Ever since my wife, Suzan Haskins, and I wrote our book, we’ve been getting the same question from book reviewers and interviewers.
The name of the book is The International Living Guide to Retiring Overseas on a Budget: How to Live Well on $25,000 a Year.
And the question is: “What do you mean by ‘well’? What kind of lifestyle could you possibly have on just $25,000 a year?”
Suzan and I address this question in the book. We show our budget and give examples of how far $25,000 a year will go in various expat destinations around the world. But interviewers and book reviewers like to personalize big ideas like “living well” for their own readers. And since the idea of living “well” means different things to different people, it’s often tough to illustrate this big idea.
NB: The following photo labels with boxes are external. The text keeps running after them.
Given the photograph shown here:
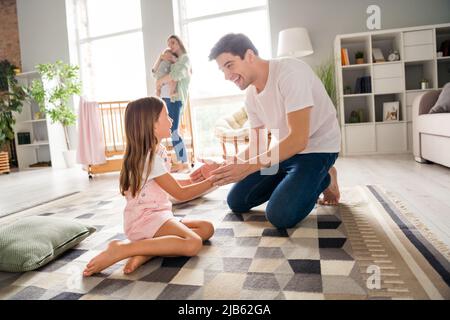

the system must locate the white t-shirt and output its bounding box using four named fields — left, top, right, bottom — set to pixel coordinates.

left=245, top=58, right=341, bottom=153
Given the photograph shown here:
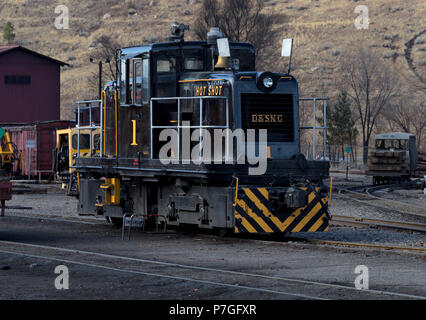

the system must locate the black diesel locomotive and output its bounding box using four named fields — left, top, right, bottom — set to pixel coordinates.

left=75, top=25, right=330, bottom=233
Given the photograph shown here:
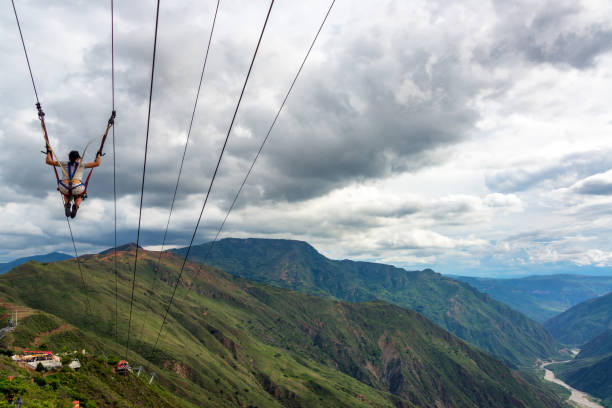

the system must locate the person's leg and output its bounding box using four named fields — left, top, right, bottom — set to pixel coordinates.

left=70, top=196, right=83, bottom=218
left=62, top=194, right=70, bottom=217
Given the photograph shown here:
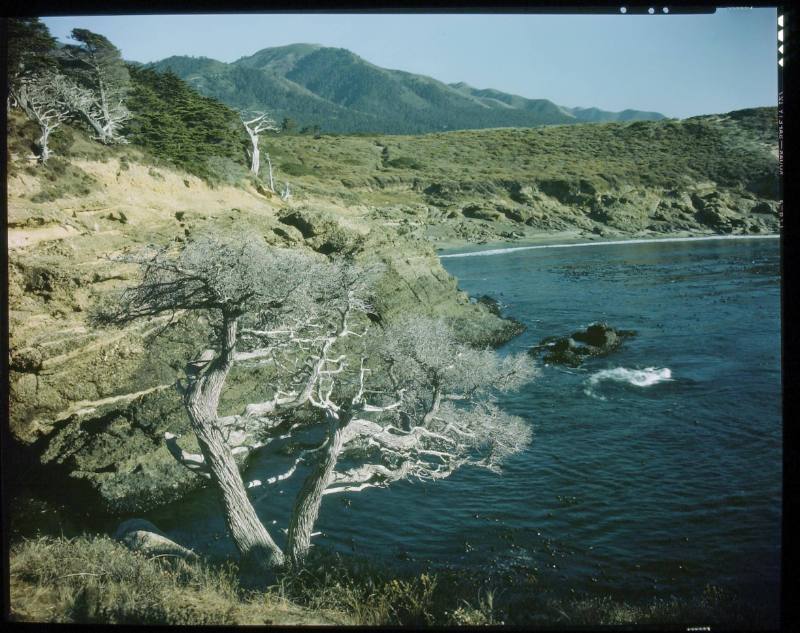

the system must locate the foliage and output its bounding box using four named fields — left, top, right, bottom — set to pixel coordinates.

left=126, top=66, right=248, bottom=182
left=264, top=108, right=778, bottom=204
left=6, top=18, right=56, bottom=84
left=10, top=537, right=346, bottom=625
left=58, top=29, right=130, bottom=144
left=9, top=536, right=777, bottom=630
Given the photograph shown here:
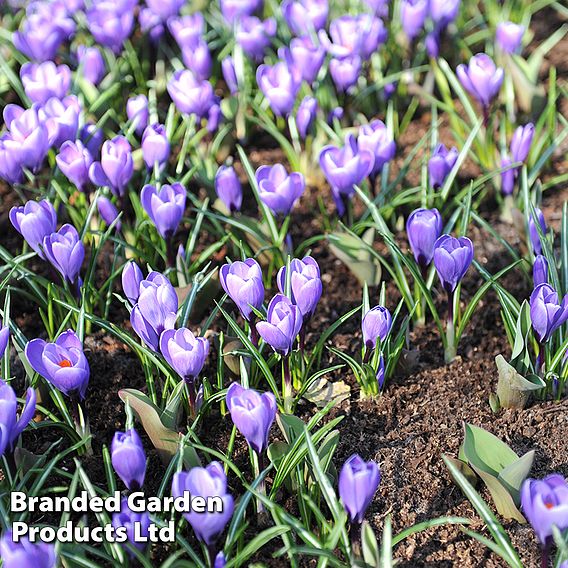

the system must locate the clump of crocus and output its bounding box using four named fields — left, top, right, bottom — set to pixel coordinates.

left=434, top=235, right=473, bottom=363
left=110, top=428, right=146, bottom=491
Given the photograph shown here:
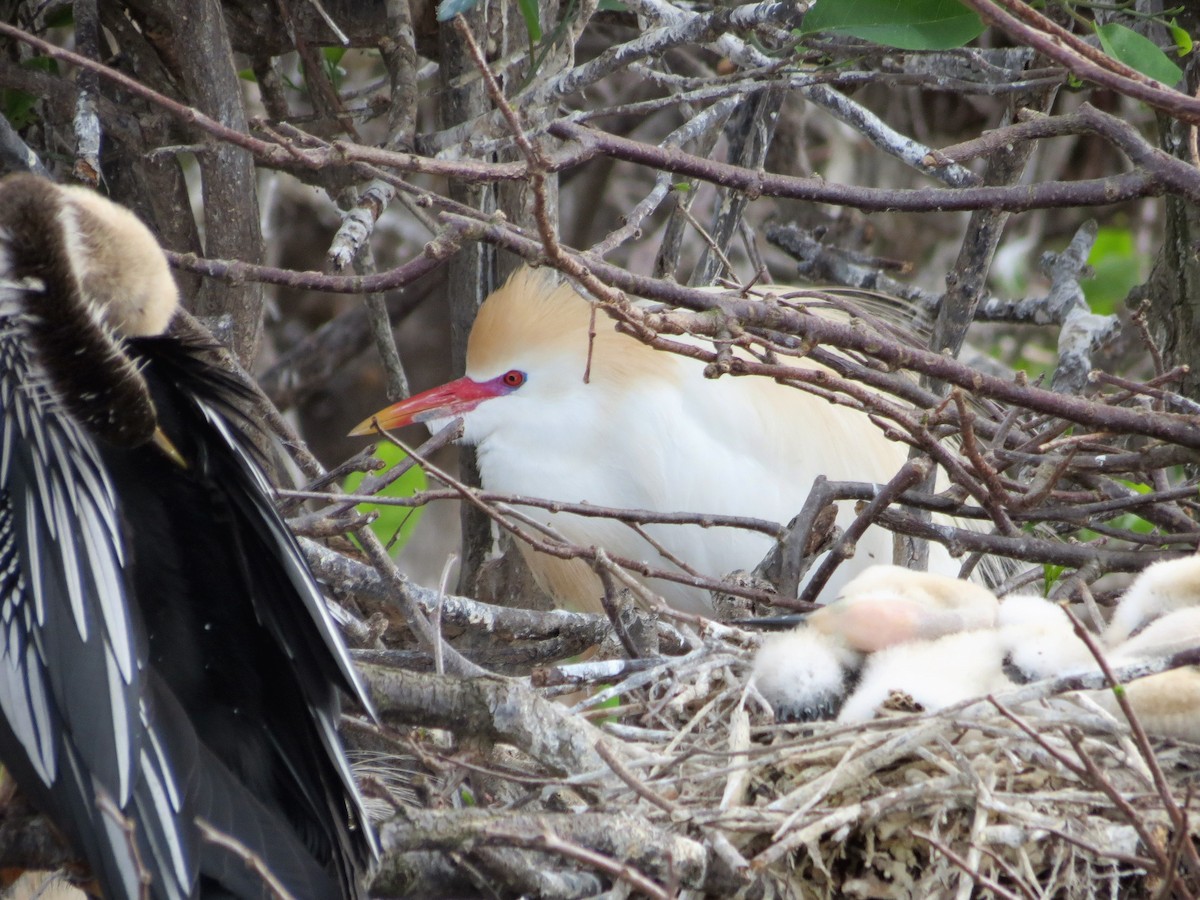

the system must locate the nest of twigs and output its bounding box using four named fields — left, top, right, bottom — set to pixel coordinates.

left=355, top=629, right=1200, bottom=898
We just did an interview with a writer from New York, where $25,000 a year doesn’t go very far. He imagined us living on rice and beans, washing our laundry by hand in a plastic tub, and playing dominos by candlelight each evening for entertainment…even though we were talking to him over a high-speed Internet connection while our housekeeper was doing the weekly cleaning and a pork roast simmered in the oven.
We feel that we live “well”, and so did the interviewer the longer we talked…which led us to believe that he probably hadn’t read the book before the interview. (That happens more than you’d think.)
The point of the book is precisely to explain how we and hundreds of other expats we know live safe, happy lives on $25,000 a year or less and still enjoy all the amenities and comforts of modern life—with some perks and luxuries we couldn’t afford back home thrown in to boot. (I don’t think we’ll ever be able to go back to scrubbing and cleaning now that our housekeeper has spoiled us.) So when an interviewer asks us if we have electricity and running water, we’re pretty sure they haven’t read the book beforehand.
I think another stumbling block for a lot of the reviewers and interviewers we talk with has to do with overhead. In some cases, products we buy out here in the non-U.S. world aren’t really that much cheaper than back home…and if they’re imported luxury items like electronics, appliances, or vehicles, we often pay more.
But our overhead—the monthly expense items in our budgets for utilities, taxes, health care, insurance, and rent—are low compared to back home. Often ridiculously low. Living in the U.S. and never having lived anywhere else, those overhead expenses are just a fact of life for many of the reviewers and interviewers we talk to. They don’t think about them anymore; they just assume that they’re the same for everybody everywhere.
But when we tell them we pay $5 a month for gas, $2 a month for water, $24 a month for electricity, and $53 a year (a year!) for property tax on our condo…then they start to get it.
And when we add that we self-insure our health care for half what it would cost us in the U.S., and that doctor’s visits and many common health procedures cost half or less than they do in the U.S., and that expats who join the public health systems offered by some of these countries pay even less or even get health services for free…that’s usually when they see the light.
Luxury means different things to different people. We don’t ride around in a limousine or dine on caviar and foie gras or attend a lot of black-tie affairs. Heck, we don’t even own a car anymore, because public transportation where we live is plentiful and insanely affordable.
But we and hundreds of expats we know do live what we consider the life of Riley on a budget that, back in the States, wouldn’t go very far at all. And that’s the whole point of the book—to show how it’s possible to live better for less in beautiful and exotic places where the weather won’t kill you.
And that’s really the luxury we savor the most: the luxury of time and peace of mind that comes from living in a gorgeous place that is more comfortable and more affordable than the place we came from.
In that sense, we truly live like kings.